A Constituição da República fala dos direitos de os cidadãos, individual ou colectivamente, apresentarem petições. Ora, no caso em apreço não foram os cidadãos que se mobilizaram, organizaram e recolheram as assinaturas, nem sequer uma associação de consumidores - e tal teria alguma lógica. Não! Foi uma associação empresarial de grandes empresas de distribuição que determinou, que ordenou aos seus funcionários que, nas caixas das unidades comerciais, no período em que confirmam a despesa e recebem o pagamento dos clientes, lhes apresentassem uma folha para subscreverem o apoio aos interesses da APED, a abertura ao comércio ao domingo.

Não foi o Sr. Belmiro de Azevedo nem o Sr. Jerónimo Martins, e outros membros dos conselhos de administração, que andaram militantemente a recolher à porta dos hipermercados e dos centros comerciais o apoio à sua petição. Não! Foram os seus funcionários, durante as horas de serviço, e só isso mereceria alguma reflexão por parte desta Câmara!

Julgo que não temos dúvidas sobre o resultado de uma petição apresentada, por exemplo, pelos

funcionários da segurança social aos seus utentes a pedir-lhes que subscrevam uma petição a solicitar que esses serviços estivessem abertos aos sábados e domingos...

Podemos ir fazer ao Areeiro para fazer essa petição...

O «profissionalismo» da APED foi tão longe que pôs uma sociedade de revisores oficiais de contas a escrutinar a legitimidade e a legalidade dos procedimentos e assinaturas da petição. Notável!!

Srs. Deputados, todos sabemos o que a APED quer e os seus argumentos: a liberalização completa do horário do comércio como um dos instrumentos, a par da sua expansão sem limites, na absorção e monopolização total do comércio a retalho. O grave é que o PS e o PSD tenham recuperado o bloco central para lhe fazer o jeito: o PS avançando como uma inaceitável lei do licenciamento e o PSD com um projecto de lei de liberalização dos horários.

Mas nestas manobras em que o Governo do PS e a sua maioria parlamentar se vão envolvendo, sempre do lado do grande capital, algumas coisas são interessantes.

Recordo as palavras do Sr. Deputado David Martins, em 27 de Setembro de 2006: «Pelos motivos expostos, é nosso entendimento que, na actual conjuntura - e julgo que essa conjuntura não mudou assim tanto - não é adequado proceder a qualquer alteração ao diploma legal vigente.»

Por outro lado, o PSD, que, pela voz do Deputado Mendes Bota, tinha defendido o encerramento ao domingo, acabou por, em Abril último, apresentar a lei para a liberalização total. E levou o PS atrás, todo contente, depois do «ámen» do Secretário de Estado do Comércio...!

Entretanto, o PS descobre que, em 2009, haverá várias eleições e que os comerciantes votam!
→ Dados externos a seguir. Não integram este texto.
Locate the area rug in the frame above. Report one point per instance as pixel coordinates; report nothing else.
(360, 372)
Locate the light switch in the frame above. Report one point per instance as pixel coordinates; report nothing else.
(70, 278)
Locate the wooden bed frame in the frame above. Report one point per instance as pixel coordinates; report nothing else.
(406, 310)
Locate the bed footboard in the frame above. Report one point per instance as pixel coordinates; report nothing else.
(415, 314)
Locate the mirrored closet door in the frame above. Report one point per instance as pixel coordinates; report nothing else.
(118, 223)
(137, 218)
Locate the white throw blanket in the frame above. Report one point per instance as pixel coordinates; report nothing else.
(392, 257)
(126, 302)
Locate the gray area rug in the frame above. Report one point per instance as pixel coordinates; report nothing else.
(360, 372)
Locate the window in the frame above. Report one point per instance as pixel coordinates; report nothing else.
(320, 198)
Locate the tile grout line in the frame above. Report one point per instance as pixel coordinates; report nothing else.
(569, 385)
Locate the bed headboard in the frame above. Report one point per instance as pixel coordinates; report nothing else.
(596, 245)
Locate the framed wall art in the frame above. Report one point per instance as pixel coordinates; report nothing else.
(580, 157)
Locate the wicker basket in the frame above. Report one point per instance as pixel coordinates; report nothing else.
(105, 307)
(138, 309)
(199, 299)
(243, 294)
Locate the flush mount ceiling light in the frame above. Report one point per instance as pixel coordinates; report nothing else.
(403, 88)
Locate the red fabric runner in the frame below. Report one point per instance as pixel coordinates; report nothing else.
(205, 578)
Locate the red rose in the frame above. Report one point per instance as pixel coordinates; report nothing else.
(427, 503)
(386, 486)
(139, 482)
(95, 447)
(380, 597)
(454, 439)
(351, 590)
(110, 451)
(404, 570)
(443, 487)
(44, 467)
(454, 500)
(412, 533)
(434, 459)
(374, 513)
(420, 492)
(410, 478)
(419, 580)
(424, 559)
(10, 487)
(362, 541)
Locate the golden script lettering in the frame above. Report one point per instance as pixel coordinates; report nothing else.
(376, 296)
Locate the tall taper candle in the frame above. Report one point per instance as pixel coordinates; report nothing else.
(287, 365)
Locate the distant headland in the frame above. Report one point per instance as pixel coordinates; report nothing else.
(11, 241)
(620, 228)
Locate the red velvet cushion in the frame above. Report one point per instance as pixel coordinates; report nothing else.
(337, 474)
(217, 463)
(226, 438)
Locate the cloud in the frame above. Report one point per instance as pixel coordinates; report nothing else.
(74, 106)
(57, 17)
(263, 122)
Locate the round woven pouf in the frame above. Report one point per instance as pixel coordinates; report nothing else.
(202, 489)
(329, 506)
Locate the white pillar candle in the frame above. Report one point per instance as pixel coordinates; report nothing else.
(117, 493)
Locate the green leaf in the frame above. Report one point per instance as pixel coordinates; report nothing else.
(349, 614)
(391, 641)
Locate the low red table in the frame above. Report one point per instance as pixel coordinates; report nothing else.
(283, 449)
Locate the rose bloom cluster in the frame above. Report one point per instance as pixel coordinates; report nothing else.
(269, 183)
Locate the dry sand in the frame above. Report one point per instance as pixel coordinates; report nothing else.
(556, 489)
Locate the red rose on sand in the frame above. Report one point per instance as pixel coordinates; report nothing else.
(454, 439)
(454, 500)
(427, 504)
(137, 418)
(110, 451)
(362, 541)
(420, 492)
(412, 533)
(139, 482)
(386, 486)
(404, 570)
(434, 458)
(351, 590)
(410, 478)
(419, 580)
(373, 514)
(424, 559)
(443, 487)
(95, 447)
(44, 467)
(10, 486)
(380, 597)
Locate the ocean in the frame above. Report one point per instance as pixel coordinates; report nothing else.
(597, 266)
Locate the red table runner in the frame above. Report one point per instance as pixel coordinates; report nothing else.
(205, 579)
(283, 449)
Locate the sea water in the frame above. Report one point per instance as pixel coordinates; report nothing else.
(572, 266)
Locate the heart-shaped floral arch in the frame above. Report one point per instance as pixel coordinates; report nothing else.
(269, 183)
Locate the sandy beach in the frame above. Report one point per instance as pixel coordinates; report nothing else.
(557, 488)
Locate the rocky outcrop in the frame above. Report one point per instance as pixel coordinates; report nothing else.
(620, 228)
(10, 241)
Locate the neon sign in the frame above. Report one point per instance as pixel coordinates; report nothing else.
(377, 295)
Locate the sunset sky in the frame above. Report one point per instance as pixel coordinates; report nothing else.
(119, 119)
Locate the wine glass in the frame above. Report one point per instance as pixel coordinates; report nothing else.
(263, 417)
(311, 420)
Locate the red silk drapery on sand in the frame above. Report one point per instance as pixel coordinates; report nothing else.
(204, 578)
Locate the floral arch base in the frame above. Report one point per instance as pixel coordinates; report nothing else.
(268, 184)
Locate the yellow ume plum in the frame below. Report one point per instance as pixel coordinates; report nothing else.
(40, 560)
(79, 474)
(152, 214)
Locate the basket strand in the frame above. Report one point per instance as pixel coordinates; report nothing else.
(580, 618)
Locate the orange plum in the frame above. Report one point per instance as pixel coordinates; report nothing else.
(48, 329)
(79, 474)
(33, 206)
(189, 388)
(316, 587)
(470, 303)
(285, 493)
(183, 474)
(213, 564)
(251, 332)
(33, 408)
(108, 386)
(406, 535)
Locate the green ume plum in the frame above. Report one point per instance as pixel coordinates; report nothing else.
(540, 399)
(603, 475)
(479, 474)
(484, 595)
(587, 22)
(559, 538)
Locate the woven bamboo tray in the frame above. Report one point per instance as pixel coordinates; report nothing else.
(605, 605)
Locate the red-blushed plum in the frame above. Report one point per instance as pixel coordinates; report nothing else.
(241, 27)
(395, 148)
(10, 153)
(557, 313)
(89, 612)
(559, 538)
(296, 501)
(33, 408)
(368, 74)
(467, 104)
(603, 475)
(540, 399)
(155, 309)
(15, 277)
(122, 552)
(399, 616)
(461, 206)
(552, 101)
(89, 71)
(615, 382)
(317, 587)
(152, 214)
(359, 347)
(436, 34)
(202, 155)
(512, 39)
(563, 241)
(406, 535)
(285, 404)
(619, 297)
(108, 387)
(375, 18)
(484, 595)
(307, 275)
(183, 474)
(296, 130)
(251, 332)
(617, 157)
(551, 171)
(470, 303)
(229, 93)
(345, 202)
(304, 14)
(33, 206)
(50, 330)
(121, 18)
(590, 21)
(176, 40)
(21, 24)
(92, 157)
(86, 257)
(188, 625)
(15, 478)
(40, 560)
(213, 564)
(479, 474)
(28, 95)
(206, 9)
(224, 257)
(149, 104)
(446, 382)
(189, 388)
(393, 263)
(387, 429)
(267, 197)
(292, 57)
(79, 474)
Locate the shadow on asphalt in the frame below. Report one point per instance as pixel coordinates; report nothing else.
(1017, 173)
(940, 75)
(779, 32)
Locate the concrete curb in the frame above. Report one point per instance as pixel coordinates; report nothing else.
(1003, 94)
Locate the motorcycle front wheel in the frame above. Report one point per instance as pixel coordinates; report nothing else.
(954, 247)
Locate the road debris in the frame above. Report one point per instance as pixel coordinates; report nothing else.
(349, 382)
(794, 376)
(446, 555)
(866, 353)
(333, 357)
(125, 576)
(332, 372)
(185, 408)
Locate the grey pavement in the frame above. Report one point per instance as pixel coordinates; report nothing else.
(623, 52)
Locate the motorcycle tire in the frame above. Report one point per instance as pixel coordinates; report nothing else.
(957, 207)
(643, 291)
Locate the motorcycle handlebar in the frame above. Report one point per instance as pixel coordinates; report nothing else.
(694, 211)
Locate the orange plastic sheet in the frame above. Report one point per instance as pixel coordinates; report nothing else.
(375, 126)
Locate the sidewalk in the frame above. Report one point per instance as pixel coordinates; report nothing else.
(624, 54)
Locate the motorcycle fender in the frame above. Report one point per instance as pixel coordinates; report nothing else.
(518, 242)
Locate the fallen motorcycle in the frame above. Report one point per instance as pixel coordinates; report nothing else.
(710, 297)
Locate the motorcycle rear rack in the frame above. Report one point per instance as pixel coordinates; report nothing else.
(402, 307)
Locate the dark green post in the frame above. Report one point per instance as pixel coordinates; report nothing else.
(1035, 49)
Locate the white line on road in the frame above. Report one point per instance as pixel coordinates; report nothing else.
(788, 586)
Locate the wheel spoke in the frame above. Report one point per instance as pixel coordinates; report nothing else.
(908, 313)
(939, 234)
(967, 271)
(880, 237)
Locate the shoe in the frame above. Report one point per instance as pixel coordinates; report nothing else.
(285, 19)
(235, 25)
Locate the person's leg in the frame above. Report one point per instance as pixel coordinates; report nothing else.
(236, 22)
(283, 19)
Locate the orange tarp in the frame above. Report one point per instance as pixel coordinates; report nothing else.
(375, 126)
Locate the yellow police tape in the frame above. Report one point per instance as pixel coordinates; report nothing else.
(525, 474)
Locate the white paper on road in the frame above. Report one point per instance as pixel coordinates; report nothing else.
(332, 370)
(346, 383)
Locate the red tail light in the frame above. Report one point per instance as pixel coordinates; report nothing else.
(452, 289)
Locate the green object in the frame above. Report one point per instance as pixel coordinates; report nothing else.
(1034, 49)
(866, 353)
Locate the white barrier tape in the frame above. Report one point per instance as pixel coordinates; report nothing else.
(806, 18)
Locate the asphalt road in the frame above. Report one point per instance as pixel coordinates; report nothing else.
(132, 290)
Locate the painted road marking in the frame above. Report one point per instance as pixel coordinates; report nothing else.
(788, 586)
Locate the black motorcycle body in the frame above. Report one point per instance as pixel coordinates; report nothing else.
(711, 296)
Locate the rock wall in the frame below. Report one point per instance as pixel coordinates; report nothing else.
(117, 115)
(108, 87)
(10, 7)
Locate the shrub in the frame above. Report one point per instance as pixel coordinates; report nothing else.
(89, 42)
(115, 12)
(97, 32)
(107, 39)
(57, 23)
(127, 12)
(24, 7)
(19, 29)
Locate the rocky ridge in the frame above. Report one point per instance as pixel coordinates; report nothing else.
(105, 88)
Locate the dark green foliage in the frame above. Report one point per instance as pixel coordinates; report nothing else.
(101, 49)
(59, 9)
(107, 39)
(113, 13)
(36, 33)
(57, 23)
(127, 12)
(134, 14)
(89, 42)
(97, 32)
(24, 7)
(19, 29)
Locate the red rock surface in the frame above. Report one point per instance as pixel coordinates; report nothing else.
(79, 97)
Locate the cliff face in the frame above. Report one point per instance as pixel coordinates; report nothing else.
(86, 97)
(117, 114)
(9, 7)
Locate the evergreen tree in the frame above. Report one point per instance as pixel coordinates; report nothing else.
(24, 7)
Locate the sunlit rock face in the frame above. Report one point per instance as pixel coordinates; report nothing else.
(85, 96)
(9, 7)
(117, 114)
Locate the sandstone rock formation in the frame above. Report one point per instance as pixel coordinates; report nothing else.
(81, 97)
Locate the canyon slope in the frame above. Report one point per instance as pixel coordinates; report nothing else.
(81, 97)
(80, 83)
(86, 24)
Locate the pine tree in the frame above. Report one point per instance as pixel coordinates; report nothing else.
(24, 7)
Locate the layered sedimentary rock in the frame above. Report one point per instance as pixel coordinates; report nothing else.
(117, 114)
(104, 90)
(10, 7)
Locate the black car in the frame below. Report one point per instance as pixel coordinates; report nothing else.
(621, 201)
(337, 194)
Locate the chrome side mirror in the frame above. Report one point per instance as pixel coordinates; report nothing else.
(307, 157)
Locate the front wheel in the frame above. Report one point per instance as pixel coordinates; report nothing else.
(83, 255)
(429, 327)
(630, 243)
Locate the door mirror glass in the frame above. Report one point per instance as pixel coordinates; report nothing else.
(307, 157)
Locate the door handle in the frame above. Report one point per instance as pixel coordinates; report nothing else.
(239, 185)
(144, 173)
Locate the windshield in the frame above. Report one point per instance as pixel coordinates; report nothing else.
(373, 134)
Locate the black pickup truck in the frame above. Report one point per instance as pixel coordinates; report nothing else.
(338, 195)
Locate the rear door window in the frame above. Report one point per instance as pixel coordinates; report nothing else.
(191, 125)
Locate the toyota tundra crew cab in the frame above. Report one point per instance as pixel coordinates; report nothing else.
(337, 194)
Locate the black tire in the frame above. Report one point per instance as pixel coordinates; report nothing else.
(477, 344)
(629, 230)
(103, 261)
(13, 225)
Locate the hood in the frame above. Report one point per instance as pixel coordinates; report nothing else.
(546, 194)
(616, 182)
E, para equilibrar as malfeitorias que já fizeram ao comércio tradicional, uma travagem no processo fica sempre bem... Então resolveram que o projecto de lei do PSD fica a «marinar», à espera de uma avaliação cuidadosa e independente dos «impactos» que dela possam advir!

Mas, Srs. Deputados, esses estudos feitos por universidades já existem: existe pelo menos o da Universidade Católica - aliás, encomendado pela Associação Portuguesa de Centros Comerciais -, existe a do Prof. Ernâni Lopes e também o da empresa de consultores Roland Berger. Os resultados são os que quem encomendou e pagou quer: «sim» à liberalização dos horários!

E ninguém tem dúvidas do que mais estudos, por mais independentes que sejam, produzirão.

Por isso, seria importante que o PS se deixasse de estudos e esclarecesse os portugueses em geral e os comerciantes em particular sobre qual a sua posição quanto aos horários do comércio - e de preferência que o clarificasse antes das eleições de 2009!